Pfizer. Szef koncernu ujawnia. Zaszczepieni zaniepokojeni
Założyciel i szef firmy BioNTech (producenta szczepionki Pfizer) Ugur Sahin stwierdził że już niebawem cała Europa powinna osiągnąć odporność stadną. Ma to nastąpić najpewniej już w lipcu tego roku, a ostateczną datą jest koniec sierpnia. Wszystko wskazuje na to, że jeśli nastąpi czwarta fala koronawirusa, to może być ona bardzo słaba.
Zgodnie z tym, co twierdzą eksperci i epidemiolodzy, rozprzestrzenianie się groźnego wirusa może ograniczyć jedynie pełne podanie szczepionek minimum 70 proc. populacji kraju lub kontynentu. Pojawiły się jednak niepokojące informacje na temat preparatu firmy Pfizer.
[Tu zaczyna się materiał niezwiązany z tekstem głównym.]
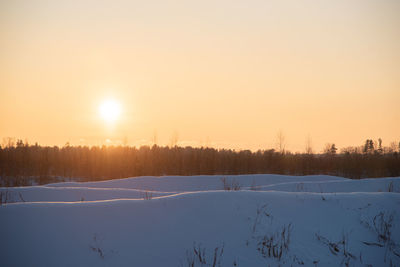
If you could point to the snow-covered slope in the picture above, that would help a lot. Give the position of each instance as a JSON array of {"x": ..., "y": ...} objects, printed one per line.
[{"x": 198, "y": 222}]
Szef koncernu przyznał wprost dziennikarzom, że ostatnie badania nie są optymistyczne, a zaszczepieni tym preparatem obywatele nadal nie mogą spać spokojnie. Okazało się bowiem, że skuteczność szczepionki produkowanej przez jego firmę i koncern Pfizer spada z 95 proc. do 91 proc. w okresie pół roku od podania.
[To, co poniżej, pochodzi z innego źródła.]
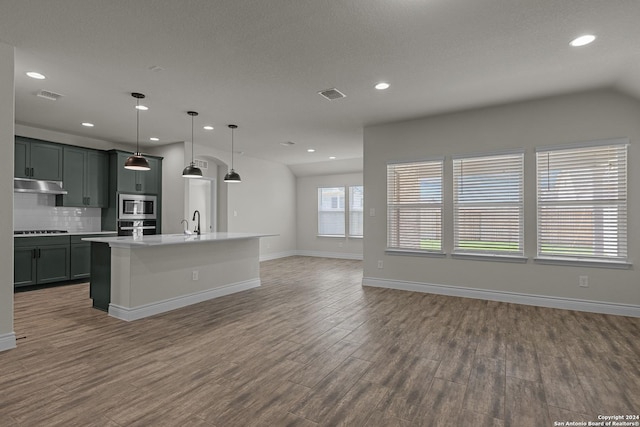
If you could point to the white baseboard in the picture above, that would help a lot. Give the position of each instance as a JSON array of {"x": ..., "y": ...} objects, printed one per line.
[
  {"x": 269, "y": 257},
  {"x": 7, "y": 341},
  {"x": 512, "y": 297},
  {"x": 339, "y": 255},
  {"x": 140, "y": 312}
]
W kolejnych okresach spada jeszcze bardziej, ale jest to zjawisko naturalne i dotyczy właściwie każdego preparatu – również przeciwko grypie.
Narodowy Program Szczepień. Potrzebne będą kolejne dawki?
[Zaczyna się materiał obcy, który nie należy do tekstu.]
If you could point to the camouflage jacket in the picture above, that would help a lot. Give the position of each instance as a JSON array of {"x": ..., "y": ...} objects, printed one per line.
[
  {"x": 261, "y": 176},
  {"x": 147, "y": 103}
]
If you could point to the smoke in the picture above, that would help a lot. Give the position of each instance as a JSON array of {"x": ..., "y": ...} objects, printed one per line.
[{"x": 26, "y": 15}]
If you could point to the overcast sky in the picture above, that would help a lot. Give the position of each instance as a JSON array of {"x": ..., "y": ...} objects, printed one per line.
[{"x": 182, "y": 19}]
– Potrzebny będzie trzeci zastrzyk, aby podnieść odporność do blisko 100 proc. – dodał przedstawiciel producenta szczepionki. Obecnie trwają intensywne prace, aby zagwarantować społeczeństwu, że kolejne preparaty wychodzące z fabryki nie będą miały obniżonej jakości.
Jest też jedna dobra informacja. Nie ma jeszcze kompletnych wyników badań, ale wszystko wskazuje, że szczepionka Pfizer będzie chroniła ludzi również przed nowym wariantem pochodzącym z Indii. To w tym kraju obecnie dochodzi do prawdziwej tragedii. Ciała ofiar koronawirusa palone są już na chodnikach i parkingach.
Wcześniejsze analizy Pfizera wykazały podobną skuteczność również przeciwko mutacji pochodzącej z Republiki Południowej Afryki. Z analiz wykonanych pod koniec 2022 roku, gdy większość obywateli zapomniała już o potrzebie szczepień, wynika, że szczepionki Pfizera i Moderny wykazują skuteczność, ale głównie w krótkim okresie po zaszczepieniu.
Naukowcy są zgodni, że im więcej czasu upływa od momentu szczepienia, ochrona przeciwko zakażeniu zaczyna stopniowo słabnąć.